津波でサーフィンはできません

5月17日(水)

中級で使っている読解の教科書に、津波てんでんこの話が載っていました。津波てんでんこは東日本大震災の後で広く知られるようになりました。日本人にとっては常識に近くなってきましたが、留学生にとっては必ずしもそうではありません。ですから、読解の時間にこういう話題を取り上げる意義もあります。

しかし、その教科書のその課に載っている挿絵がいけません。サーフィンができそうな波から逃げる親子と見られる人たちが描かれています。津波は、台風の波や、北西の季節風が吹きすさぶ日本海沿岸に押し寄せる高波とは違います。それらに比べて波長がはるかに長い、海面が盛り上がるような波です。確かに、そういう波は絵にしにくいです。でも、だからと言って、サーファーが涙を流して喜びそうな波を、さも津波であるかのように見せてはいけません。

学生たちが教科書の挿絵を津波だと誤解をしないように、東日本大震災の津波の動画を見せました。車も家も大木も港に停泊していた船さえも流されていく動画に、普段の読解の授業には興味も示さない学生まで真剣に見入っていました。SさんやLさんなどは顔を引きつらせながら、でも目はそらしませんでした。
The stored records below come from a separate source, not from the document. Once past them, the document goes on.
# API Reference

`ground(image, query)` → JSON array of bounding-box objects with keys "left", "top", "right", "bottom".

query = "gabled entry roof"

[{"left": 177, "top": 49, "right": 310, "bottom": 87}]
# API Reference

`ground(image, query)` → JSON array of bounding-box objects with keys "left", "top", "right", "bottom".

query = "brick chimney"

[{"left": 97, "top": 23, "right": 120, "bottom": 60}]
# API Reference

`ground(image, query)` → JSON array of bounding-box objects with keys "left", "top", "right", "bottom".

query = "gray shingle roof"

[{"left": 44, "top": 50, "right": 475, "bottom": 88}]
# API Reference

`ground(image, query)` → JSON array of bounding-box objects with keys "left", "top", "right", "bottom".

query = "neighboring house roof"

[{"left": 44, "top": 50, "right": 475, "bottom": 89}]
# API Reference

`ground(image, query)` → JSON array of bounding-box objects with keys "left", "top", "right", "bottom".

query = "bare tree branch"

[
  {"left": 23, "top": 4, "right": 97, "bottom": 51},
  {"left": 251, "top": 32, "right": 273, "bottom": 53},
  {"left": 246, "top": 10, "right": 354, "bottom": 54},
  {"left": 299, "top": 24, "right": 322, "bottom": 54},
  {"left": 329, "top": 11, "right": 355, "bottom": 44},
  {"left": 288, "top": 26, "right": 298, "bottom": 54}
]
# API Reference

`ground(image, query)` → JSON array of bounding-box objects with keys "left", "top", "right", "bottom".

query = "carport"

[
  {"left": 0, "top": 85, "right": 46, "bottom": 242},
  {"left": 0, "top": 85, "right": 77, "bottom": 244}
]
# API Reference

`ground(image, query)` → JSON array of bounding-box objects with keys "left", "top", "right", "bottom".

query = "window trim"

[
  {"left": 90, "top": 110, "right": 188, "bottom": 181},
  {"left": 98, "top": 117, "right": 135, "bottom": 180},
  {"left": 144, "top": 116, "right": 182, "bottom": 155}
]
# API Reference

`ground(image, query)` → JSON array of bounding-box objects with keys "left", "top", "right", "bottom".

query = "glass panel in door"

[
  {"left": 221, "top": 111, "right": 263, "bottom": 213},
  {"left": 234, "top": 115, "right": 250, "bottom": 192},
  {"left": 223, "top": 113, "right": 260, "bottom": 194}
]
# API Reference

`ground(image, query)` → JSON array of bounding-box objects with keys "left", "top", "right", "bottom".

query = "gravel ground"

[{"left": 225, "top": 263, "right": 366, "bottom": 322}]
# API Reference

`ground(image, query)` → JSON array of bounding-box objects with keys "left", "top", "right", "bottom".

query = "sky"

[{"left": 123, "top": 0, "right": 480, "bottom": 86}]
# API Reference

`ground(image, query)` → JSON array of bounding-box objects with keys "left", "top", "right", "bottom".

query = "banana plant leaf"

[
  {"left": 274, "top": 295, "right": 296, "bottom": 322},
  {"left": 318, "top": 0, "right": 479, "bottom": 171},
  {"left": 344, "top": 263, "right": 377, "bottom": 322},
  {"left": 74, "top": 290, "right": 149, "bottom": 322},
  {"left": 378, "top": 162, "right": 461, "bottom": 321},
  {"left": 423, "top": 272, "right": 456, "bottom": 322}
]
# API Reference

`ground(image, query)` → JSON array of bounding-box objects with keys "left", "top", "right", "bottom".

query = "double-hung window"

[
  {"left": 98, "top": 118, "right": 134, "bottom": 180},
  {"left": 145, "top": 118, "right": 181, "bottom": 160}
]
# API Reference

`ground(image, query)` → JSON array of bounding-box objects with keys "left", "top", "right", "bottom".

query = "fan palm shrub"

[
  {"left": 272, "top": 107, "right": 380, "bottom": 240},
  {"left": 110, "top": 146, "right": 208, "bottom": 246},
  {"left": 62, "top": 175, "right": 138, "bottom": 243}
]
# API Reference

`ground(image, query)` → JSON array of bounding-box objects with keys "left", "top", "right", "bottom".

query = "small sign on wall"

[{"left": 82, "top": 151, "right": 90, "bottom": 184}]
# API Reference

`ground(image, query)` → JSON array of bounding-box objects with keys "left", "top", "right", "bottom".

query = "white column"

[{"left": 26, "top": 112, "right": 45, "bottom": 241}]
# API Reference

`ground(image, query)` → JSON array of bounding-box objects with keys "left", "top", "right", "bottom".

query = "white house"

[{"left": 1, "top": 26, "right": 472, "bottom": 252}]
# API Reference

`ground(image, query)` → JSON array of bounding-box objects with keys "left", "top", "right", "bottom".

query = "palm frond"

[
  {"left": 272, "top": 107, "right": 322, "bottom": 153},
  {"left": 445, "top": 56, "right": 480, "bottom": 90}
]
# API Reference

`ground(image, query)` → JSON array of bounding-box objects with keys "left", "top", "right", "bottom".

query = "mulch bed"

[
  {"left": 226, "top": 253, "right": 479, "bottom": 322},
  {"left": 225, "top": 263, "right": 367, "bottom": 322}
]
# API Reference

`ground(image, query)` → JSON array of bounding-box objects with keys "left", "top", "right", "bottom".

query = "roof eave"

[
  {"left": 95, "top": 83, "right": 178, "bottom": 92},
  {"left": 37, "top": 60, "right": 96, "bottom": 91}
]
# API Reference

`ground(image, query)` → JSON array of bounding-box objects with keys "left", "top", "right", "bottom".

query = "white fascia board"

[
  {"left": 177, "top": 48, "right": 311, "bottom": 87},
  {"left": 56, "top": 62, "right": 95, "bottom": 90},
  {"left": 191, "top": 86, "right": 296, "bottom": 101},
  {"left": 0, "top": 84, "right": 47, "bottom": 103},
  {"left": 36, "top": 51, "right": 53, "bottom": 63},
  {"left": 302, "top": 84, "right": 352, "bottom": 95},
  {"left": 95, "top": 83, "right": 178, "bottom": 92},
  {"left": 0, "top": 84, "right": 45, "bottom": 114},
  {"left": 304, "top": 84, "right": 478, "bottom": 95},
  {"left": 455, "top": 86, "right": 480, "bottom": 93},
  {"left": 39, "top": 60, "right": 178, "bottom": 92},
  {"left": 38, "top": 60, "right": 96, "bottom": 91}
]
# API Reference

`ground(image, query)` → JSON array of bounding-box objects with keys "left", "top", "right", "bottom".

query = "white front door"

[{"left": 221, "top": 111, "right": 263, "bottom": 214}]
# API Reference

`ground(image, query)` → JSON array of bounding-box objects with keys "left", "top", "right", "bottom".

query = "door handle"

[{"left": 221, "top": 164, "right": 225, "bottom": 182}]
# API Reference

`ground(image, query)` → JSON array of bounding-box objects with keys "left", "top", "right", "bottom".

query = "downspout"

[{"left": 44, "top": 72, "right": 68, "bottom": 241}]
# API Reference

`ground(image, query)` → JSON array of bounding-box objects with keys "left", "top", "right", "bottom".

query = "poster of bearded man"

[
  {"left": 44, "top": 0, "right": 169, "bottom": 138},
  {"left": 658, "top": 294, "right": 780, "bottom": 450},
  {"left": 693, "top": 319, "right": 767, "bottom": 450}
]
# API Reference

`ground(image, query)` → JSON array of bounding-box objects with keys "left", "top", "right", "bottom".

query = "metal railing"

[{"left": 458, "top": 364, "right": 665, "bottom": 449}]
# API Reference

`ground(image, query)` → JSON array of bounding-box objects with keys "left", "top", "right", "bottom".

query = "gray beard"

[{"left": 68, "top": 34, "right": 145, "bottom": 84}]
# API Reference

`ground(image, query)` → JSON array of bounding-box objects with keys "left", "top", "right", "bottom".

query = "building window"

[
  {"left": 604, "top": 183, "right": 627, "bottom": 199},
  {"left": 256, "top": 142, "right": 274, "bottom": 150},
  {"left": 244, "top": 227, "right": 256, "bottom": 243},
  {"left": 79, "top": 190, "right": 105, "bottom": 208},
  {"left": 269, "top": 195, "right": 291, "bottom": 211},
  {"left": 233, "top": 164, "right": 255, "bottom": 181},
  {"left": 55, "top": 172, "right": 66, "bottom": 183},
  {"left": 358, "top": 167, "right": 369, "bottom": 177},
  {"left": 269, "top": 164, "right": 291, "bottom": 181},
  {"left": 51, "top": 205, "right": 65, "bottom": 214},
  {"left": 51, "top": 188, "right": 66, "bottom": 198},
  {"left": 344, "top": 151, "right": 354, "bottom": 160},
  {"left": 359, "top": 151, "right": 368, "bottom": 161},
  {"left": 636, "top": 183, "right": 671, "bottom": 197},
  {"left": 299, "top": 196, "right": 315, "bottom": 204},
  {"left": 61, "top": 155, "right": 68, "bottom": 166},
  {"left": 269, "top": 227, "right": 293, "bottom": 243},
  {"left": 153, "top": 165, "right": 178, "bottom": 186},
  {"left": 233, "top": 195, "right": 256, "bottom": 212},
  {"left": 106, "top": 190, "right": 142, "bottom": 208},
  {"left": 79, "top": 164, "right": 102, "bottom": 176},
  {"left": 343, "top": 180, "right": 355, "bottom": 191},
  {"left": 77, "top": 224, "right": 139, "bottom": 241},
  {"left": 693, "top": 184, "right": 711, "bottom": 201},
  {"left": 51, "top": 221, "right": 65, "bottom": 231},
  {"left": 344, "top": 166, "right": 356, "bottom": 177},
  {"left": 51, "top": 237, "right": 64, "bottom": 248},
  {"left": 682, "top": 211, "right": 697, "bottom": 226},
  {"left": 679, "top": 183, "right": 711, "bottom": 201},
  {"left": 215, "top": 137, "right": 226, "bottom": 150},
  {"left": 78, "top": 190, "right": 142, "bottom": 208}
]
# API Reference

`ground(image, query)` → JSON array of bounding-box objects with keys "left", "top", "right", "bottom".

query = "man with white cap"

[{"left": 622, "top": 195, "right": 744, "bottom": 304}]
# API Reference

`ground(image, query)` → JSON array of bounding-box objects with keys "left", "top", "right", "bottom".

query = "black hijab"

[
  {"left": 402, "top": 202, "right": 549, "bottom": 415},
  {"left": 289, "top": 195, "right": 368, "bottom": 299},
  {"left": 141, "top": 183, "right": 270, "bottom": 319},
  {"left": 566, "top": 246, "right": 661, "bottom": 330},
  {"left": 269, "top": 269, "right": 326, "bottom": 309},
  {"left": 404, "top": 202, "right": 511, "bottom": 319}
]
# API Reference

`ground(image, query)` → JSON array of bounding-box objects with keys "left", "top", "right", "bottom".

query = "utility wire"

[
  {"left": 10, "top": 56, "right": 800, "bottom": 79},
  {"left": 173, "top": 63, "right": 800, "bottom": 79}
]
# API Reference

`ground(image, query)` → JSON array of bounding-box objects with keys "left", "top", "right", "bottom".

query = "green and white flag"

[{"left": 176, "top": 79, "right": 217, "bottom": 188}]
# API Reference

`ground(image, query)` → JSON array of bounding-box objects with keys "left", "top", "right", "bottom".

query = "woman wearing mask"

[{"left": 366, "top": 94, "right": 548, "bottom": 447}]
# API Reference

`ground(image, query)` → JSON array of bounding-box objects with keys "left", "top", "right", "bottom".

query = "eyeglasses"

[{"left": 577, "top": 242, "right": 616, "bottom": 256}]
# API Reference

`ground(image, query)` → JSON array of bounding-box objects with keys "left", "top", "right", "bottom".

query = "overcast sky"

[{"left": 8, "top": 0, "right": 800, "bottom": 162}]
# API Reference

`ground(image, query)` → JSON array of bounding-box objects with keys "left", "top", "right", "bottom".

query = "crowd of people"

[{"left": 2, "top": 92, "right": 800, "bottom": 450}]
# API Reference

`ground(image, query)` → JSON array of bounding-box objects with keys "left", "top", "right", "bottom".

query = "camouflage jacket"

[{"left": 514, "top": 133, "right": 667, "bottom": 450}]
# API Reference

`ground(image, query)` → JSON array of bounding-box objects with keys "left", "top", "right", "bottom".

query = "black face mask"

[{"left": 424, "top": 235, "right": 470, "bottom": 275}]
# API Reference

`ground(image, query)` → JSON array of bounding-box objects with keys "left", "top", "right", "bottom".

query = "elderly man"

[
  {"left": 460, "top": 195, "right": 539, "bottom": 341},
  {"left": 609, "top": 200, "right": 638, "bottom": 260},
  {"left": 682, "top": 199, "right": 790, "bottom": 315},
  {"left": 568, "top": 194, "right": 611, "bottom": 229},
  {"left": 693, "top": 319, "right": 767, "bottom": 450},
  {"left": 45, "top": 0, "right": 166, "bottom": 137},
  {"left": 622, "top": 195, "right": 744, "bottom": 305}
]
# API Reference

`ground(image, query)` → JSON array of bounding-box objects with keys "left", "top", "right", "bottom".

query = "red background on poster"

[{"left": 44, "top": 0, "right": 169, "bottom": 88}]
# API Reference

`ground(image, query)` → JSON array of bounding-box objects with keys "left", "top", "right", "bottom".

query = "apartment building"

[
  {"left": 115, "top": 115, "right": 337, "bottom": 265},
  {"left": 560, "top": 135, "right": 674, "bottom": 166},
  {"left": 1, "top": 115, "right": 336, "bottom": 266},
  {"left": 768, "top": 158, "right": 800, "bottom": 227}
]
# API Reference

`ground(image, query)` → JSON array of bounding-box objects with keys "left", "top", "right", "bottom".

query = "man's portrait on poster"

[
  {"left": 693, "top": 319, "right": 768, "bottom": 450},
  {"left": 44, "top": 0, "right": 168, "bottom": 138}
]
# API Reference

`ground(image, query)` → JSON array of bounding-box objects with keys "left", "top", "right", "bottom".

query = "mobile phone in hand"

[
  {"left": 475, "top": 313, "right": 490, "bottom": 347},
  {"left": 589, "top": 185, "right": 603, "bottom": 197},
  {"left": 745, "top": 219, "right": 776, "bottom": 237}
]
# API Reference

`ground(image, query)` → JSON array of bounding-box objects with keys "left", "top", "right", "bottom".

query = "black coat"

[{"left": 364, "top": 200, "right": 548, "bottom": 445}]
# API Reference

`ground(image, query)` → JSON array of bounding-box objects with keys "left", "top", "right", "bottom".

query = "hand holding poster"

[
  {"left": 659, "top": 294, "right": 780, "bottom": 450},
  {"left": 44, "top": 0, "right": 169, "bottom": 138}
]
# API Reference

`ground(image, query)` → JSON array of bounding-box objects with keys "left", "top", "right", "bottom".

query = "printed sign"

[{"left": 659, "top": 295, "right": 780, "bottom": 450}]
この動画は、見せた後に特別な活動をしたわけでもなく、読解の授業の本筋からは脱線しています。しかし、理系人間、地学マニアとしては、挿絵のいい加減さを見逃すわけにはいきません。せっかく地震大国に留学しているのですから、地震に関する正しい知識を身に付けてもらいたいです。

この授業、学生の頭にどれだけ残ったでしょうか。